You see, I’d become a weak and lazy slob, always justifying my behaviour with my cynical worldview. What’s the point? had become my subconscious mantra. I could never get out of bed in the morning. When I did, it felt like a waste of time. Dreams were so much nicer. Consciousness was easier in front of a computer screen, jerking off to pixellated women. I had to apply for jobs as a requirement for receiving unemployment benefits, but I hoped like hell I wouldn’t get them, and pretty much knew, that even if I tried, I probably wouldn’t. I occasionally wrote up business ideas, but lacking the capital or the drive, they’d fester by the wayside.
The one positive to come out of this period, as mentioned before, was I read a lot of self-help and fitness guides. Without realizing it, I was becoming a bit of an intellectual expert in the art of self-improvement. Ironically, none of the lessons had sunk in to my actual core. But I knew if I could distill everything I’d learned into a manageable program, I’d be able to change myself.
So this is what I did. I compiled all the best knowledge into a workable program. And then I made myself a goal: I would stop receiving welfare and be forced to live off my own wits. The last thing I wanted was to get another shit-kicker job for some sadistic boss, so I had to think long and hard about what I wanted to do. And the change within me would have to be physical, as well as intellectual. It had to seep into my very core. And the only way to do this was to follow a program that would ensure I couldn’t fall back into self-destructive patterns.
So I came up with the Six Week Super Challenge. I’d tried various online self-help / fitness programs in the past. They’d all been beneficial but not particularly life changing. I’d do the program, feel good for a while, and then, a month later, be back to my old ways.
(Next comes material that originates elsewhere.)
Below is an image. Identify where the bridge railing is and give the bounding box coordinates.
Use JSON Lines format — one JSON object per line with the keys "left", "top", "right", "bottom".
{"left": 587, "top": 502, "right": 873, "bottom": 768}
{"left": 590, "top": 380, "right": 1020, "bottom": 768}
The advantage of my self-written program is that it addresses the mind, the body and the spirit. And I don’t mean the spirit in any religious or new age kind of way. I mean the way you feel about the world. Not just how you physically feel or how you intellectually understand things, but the inexplicable sense of motivation that wakes you up in the morning and carries you through your day.
It’s what I’d been missing out on my whole life, and it’s why I’d never succeeded.
The Six Week Super Challenge changed my life. It really did. It was the demarcation I needed between the old me and the new me. Afterwards, I stopped receiving benefits, didn’t need to work a shitty job, and have never looked back. Of course, it’s not some magic pill that you take once and are forever changed. Today I am actually embarking for the second time on the challenge, because I have felt old ways of thinking start to seep back into my brain.
I don’t regret the ten years I wasted being a depressive no-hoper. I learned a lot in that time, and without it, I couldn’t have written the program that not only changed my life, but has improved the lot of my friends and some of their friends too. For this reason, I want to make it available to anybody, who feels they need to shock themselves out of their apathy and become the iron-willed centurion that our society requires you to be in order to flourish within it.
Remember, you need to do the work. The Super Challenge won’t do it for you. And as the weeks pass you can adjust it to suit your own temperament. For the second time, I embark on this challenge, because I remember how it motivated me and the ensuing twelve months were the best and most productive of my life. I am by no means a perfect person, and some days the clouds of old pessimistic thoughts still block the light, but the Challenge is about building the strength to keep going regardless of whether it’s sunny or stormy.
I look forward to the next six weeks of hard, life regenerating work.